Gardening Tasks and Projects for the Month of December
The month of December has most people scurrying about with a long list of ‘gotta-dos’.
Probably the last thing on anyone’s mind is working in the garden. Fortunately, the list of gardening ‘to-dos’ for this month is more like a list of ‘don’t-dos’.
If you have been keeping up with your gardening tasks for the last few months, you should be able to take it pretty easy this month; (at least in the garden.) There are a few things to keep an eye on, and a few optional things you can do in the garden. Your biggest concern will probably be tending to your house plants.
This year, consider purchasing a living Christmas tree for your home. They really aren’t that much more expensive than a cut tree. This is an excellent way to improve your landscape, and at the same time, save a tree. Before bringing a living tree into the house, water it thoroughly. Living Christmas trees should not be kept in the house for any longer than 10 days.
Annuals, Perennials, and bulbs
If you potted up some bulbs, such as hyacinths, daffodils or tulips, last September for winter forcing, keep an eye on them. Make sure they remain moist, and in the dark until they have established their root systems. It is possible that they have already filled their containers with roots and that the new top growth has begun. If this is so, bring them into the house and set them in a cool room, in indirect light. After a week or so, move them into bright light, and watch them go to town!
Check on any corms and tubers which you dug up, and stored this fall. Remove and discard any which show signs of disease or rot.
Shrubs and Trees
Winter rains tend to make you forget about watering your garden. However, plants and shrubs which are growing beneath large evergreens or under the eaves of the house, may be bone dry by this time. Lack of water in the cold winter months can be fatal to many of these plants. A quick check will let you know if you need to do a little winter watering. If there is a sudden drop in the temperature, provide extra protection for your more tender flowering plants like Rhododendrons, Camellias, Azaleas and Daphne. You can provide temporary, emergency protection by driving in three of four stakes around the plant, and then simply covering the plant with some type of cloth, like burlap, a sheet or an old blanket. Don’t let this material come into direct contact with the leaves of the plant. Remove the cover completely, as soon as the weather moderates.

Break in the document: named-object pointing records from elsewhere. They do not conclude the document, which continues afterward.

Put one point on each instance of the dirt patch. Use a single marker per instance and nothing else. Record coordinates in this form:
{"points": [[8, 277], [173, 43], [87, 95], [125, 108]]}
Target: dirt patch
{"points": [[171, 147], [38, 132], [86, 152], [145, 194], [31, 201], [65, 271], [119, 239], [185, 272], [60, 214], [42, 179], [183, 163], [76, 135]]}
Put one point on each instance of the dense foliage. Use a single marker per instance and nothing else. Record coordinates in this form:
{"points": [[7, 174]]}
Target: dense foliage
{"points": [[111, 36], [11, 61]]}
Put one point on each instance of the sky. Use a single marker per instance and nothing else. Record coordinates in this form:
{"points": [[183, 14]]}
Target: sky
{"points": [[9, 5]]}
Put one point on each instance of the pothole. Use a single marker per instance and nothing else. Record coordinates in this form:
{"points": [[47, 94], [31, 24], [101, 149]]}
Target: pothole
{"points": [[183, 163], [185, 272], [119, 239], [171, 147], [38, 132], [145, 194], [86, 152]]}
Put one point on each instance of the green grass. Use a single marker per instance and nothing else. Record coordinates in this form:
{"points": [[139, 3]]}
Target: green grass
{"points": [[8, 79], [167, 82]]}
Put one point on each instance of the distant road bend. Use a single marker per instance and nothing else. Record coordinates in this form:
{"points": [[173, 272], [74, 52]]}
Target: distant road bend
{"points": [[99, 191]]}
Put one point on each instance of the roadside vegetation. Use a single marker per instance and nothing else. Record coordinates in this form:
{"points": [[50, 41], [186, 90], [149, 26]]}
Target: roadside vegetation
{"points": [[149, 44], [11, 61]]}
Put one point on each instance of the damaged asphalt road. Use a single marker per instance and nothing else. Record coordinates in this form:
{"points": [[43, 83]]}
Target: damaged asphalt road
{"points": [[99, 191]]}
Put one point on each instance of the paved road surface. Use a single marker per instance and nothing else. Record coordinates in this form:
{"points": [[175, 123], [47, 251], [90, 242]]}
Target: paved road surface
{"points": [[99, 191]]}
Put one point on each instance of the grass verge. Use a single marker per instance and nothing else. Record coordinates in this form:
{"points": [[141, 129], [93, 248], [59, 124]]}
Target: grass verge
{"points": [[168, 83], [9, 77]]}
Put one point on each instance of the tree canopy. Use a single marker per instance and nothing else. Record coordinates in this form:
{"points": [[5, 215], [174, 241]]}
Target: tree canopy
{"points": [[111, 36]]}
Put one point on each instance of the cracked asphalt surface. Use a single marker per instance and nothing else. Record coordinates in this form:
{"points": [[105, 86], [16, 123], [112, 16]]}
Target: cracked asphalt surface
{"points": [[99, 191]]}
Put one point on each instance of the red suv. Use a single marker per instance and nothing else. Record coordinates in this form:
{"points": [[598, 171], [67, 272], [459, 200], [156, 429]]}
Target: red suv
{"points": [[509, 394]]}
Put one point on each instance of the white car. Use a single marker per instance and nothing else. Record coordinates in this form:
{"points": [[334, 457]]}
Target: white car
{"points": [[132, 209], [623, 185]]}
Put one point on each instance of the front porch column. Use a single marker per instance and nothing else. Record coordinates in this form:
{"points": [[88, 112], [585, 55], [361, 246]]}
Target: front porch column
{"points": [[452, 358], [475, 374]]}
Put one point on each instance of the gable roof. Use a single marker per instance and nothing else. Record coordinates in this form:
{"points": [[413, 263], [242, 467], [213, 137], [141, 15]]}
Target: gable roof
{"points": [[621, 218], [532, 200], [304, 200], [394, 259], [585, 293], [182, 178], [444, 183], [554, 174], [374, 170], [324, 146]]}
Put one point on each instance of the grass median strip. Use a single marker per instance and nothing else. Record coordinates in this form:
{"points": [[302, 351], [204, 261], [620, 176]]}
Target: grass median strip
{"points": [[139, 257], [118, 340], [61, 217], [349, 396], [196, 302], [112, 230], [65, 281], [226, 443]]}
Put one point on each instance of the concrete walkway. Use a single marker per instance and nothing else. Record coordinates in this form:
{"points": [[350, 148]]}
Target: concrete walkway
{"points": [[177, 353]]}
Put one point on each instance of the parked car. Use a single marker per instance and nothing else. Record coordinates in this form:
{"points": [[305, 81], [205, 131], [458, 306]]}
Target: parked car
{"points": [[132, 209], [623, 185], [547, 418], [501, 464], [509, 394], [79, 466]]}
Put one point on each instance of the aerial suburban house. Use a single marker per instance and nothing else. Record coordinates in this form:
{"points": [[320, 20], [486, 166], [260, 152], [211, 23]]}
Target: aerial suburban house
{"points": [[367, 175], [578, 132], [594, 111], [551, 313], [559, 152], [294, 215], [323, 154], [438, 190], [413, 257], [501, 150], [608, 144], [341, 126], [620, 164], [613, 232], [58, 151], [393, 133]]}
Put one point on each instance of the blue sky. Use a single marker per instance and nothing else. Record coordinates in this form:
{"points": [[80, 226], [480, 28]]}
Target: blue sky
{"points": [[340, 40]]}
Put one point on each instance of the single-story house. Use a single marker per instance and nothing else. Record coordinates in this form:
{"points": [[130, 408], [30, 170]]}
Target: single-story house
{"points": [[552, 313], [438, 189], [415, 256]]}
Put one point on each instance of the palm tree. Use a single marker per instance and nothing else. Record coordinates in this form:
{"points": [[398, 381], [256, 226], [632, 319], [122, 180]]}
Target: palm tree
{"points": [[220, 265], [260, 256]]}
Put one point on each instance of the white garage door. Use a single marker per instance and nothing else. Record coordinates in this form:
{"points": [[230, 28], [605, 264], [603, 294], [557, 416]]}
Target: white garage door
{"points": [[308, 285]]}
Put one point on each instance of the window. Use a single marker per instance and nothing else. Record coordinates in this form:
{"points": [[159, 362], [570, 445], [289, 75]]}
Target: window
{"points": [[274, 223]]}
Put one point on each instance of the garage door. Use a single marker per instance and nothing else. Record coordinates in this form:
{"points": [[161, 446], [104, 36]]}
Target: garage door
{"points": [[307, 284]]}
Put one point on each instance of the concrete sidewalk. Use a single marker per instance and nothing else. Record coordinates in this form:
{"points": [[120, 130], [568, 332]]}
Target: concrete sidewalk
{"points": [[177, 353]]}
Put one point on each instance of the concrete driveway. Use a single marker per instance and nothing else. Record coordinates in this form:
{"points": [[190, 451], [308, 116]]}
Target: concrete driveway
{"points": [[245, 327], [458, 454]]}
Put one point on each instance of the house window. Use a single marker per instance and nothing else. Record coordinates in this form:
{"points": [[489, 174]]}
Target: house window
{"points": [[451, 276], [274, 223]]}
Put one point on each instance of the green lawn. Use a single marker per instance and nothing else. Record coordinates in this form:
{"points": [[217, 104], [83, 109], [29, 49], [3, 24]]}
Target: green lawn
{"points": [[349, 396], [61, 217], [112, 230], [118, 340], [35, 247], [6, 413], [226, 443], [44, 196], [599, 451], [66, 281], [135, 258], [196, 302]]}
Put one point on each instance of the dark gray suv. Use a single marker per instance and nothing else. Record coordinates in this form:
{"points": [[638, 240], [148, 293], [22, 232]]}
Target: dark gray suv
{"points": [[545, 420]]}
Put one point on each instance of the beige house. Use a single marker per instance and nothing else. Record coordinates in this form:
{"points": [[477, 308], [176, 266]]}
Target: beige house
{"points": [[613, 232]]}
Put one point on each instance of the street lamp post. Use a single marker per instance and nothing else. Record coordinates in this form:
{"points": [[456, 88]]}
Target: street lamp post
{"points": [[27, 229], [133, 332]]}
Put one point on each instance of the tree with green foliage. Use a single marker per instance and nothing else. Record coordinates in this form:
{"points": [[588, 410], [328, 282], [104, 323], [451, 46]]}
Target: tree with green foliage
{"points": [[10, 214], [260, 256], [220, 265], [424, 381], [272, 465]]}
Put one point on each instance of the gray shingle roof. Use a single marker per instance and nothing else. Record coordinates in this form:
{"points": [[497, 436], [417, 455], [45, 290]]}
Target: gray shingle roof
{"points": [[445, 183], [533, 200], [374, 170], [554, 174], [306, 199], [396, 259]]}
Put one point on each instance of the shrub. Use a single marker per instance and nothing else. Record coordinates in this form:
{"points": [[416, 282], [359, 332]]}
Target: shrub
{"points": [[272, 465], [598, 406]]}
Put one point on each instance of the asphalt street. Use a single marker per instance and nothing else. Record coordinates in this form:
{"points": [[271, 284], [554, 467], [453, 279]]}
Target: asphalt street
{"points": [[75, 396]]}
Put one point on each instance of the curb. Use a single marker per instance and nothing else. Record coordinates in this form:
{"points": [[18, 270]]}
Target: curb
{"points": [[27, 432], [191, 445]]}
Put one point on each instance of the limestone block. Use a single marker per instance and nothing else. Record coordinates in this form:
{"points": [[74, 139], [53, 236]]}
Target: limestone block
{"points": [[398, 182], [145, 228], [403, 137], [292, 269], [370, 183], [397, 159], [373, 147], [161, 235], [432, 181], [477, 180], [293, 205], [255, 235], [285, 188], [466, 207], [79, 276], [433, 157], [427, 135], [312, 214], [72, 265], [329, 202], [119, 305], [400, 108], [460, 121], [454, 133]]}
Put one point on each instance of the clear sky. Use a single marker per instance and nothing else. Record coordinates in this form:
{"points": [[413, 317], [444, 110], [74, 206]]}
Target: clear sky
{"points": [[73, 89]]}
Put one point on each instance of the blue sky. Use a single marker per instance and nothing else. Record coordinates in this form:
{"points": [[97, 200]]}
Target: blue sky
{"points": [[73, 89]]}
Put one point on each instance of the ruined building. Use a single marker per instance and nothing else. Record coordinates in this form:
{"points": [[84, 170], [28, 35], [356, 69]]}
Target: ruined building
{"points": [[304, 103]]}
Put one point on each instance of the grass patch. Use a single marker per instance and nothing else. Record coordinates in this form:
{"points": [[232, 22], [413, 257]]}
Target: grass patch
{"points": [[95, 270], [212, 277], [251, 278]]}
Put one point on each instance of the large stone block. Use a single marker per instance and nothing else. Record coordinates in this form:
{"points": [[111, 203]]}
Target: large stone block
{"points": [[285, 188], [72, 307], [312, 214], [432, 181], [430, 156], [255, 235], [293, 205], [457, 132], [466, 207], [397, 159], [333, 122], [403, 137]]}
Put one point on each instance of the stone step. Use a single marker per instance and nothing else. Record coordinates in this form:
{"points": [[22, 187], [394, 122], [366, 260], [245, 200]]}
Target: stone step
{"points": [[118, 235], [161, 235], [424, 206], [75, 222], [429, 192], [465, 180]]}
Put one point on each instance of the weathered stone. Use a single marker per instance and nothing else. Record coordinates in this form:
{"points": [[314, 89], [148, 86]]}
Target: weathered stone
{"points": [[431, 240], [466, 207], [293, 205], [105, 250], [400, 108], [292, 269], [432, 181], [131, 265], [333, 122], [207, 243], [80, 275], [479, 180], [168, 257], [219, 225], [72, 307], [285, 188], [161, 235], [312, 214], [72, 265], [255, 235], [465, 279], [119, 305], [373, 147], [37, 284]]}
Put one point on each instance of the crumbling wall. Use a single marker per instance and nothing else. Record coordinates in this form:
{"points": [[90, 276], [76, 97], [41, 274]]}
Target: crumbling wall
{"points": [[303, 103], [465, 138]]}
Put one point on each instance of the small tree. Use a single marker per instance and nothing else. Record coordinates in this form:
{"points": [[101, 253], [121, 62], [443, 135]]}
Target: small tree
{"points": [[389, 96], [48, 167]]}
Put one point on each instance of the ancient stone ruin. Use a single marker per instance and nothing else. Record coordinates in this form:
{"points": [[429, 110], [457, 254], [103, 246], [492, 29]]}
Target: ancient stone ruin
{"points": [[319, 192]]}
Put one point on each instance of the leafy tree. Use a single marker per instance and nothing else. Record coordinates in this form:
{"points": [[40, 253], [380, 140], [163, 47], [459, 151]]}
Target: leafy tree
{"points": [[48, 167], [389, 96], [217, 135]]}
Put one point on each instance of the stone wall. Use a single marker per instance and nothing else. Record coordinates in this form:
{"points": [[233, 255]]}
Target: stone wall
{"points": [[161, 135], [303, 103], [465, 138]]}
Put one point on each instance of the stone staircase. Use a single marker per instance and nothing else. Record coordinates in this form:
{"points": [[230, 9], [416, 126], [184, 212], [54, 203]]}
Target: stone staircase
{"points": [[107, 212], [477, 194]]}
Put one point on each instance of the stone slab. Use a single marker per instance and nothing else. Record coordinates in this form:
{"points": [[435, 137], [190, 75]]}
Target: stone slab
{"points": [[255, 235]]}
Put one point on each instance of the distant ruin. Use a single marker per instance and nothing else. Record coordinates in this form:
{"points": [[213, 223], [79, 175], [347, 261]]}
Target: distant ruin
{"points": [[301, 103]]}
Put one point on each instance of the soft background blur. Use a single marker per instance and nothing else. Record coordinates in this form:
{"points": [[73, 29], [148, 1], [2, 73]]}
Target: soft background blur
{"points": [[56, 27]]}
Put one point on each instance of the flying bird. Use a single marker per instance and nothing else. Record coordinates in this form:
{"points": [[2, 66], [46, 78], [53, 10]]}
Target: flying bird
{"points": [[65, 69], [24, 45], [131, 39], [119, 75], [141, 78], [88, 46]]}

December is a good month to take cuttings of rhododendrons, azaleas, and other evergreen shrubs. The cutting should be taken from new tip growth, and kept in bright light, at about 70 degrees f.
Stay off frozen grass!!!
House Plant Care
Glossy leaved house plants such as Philodendrons, Rubber plants, and Palms should be sponged off periodically, to allow them to breathe. Plants which have fuzzy, textured, or other non-glossy type leaves should be set in the sink and sprayed gently with room temperature water, until the dust is cleaned away. Be sure that the foliage is allowed to dry completely. Provide your house plants with extra humidity by grouping plants together, or by setting the pots on leak-proof trays filled with moistened pebbles. If you successfully kept last years plants alive, and have been keeping it in 14 hours of darkness since September, your Poinsettias and Christmas cactus should be ready bring back into the living room by December first. With the proper care, these Christmas plants will remain beautiful for many weeks. They prefer to be kept on the cool side, 65-70 degrees during the day and 55-60 at night. Keep them in bright, natural light whenever possible. Keep them away from heat sources. Keep them out of drafts. Be sure to water them when they become dry. Never allow them to stand in water for more than an hour.
Odds and ends
Take care of our feathered friends! Keep your bird feeder filled, especially when there is snow on the ground.
Don’t let your hose freeze and burst. Stretch it out with both ends open, to allow the water to drain completely. Coil it up and put it away.
Make sure your outdoor faucets are covered to protect them from freezing.